REvil confirms Kaseya attack
The operators of the REvil ransomware gang confirmed that they were responsible for the recent supply chain attack against Kaseya, although code references had already made their responsibility clear. While individual attacks against MSPs and other businesses had ransoms already detailed, the REvil operators also announced they would make a “universal decryptor” for the attack available if someone paid a $70 million ransom. The attackers claim to have encrypted over a million systems, and researchers believe thousands of organizations have been impacted.
White House will attribute Hafnium Exchange hacks
According to Deputy National Security Advisor for Cyber and Emerging Technology Anne Neuberger, the White House will formally attribute the recent Microsoft Exchange Server attacks, expected to come in the next few weeks. Microsoft and other security researchers have found evidence that the group is state-sponsored and operating out of China, with White House recognition of this hinting that a more overt national response is one the way. Neuberger also praised her agency’s work with Microsoft to quickly release a one-click tool to patch the server issues, taking impacted Exchange servers from 140,000 to less than 10 in a week.

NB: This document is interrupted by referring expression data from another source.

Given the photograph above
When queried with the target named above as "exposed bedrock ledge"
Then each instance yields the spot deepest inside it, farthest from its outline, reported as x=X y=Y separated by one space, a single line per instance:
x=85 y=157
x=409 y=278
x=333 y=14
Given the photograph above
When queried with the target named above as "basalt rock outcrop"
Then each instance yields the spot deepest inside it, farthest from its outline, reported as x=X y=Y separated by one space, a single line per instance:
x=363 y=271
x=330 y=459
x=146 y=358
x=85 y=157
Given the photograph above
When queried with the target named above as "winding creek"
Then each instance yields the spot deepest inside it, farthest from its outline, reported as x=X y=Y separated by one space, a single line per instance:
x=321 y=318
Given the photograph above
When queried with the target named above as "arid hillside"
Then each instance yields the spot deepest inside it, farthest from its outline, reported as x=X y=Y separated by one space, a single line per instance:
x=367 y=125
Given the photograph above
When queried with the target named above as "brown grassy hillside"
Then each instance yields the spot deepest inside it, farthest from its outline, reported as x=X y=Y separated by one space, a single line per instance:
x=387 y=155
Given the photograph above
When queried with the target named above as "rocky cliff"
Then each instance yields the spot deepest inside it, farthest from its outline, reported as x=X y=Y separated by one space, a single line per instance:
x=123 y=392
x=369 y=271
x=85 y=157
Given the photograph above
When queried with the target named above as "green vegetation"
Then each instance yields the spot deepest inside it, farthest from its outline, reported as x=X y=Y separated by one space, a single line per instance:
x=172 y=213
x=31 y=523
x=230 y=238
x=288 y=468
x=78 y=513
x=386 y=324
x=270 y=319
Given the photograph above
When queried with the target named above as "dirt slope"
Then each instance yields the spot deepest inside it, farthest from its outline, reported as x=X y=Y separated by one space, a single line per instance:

Cyber reinsurance rates see a spike
According to the London-based reinsurance broker Willis Re International, in July the company saw a 40% jump in renewal rates as companies look for help in the recovery process from increasingly common ransomware attacks. This comes as the cyber insurance industry itself is getting shaken up, with provider AXA backing away from ransomware insurance products, and France considering banning ransomware insurance on the grounds it encourages attackers. Premiums for this insurance offering are also increasing, as providers are now realizing the exposure many companies face in cyber security.
Apple calls Chinese tracking bluff
Several large Chinese technology companies like Baidu, Tencent and ByteDance attempted to use a Chinese Advertising ID (CAID) as a workaround for user tracking on iOS when users opted out of letting developers access Apple’s Identifier For Advertisers. The logic being that if the major Chinese app publishers all forced the standard, Apple would be in a no-win situation in the market. However, Apple continued to block app updates attempting to use the CAID, with the Financial Times’ sources saying CAID has lost support and the whole project has largely failed to gain traction.
Thanks to our episode sponsor, Viakoo
Play Store apps caught stealing Facebook logins
Popular audio editor accused of being spyware
Big tech warns of impacts from Hong Kong anti-doxxing law
The Asia Internet Coalition, a tech industry trade group that represents Apple, Amazon, Google, Facebook, and other tech companies, warned in a letter that the new law would “result in grave impact on due process and risks for freedom of expression and communication.” The letter highlighted the law’s power to let police arrest local employees if companies are not responsive to content takedown requests. The document states that as an industry view, the companies are considering not offering services in the country under the law.
GETTR social network hacked at launch
The social network was founded by former Trump administration spokesperson Jason Miller. Starting around 8:30am ET, his profile, the site’s support page, various former Trump administration aides, and other high-profile verified accounts had their account names replaced and were otherwise defaced. The accounts were restored by 10am. Speaking to Insider, the claimed attacker said the defacing was “just for fun” and had been technically “easy” to pull off.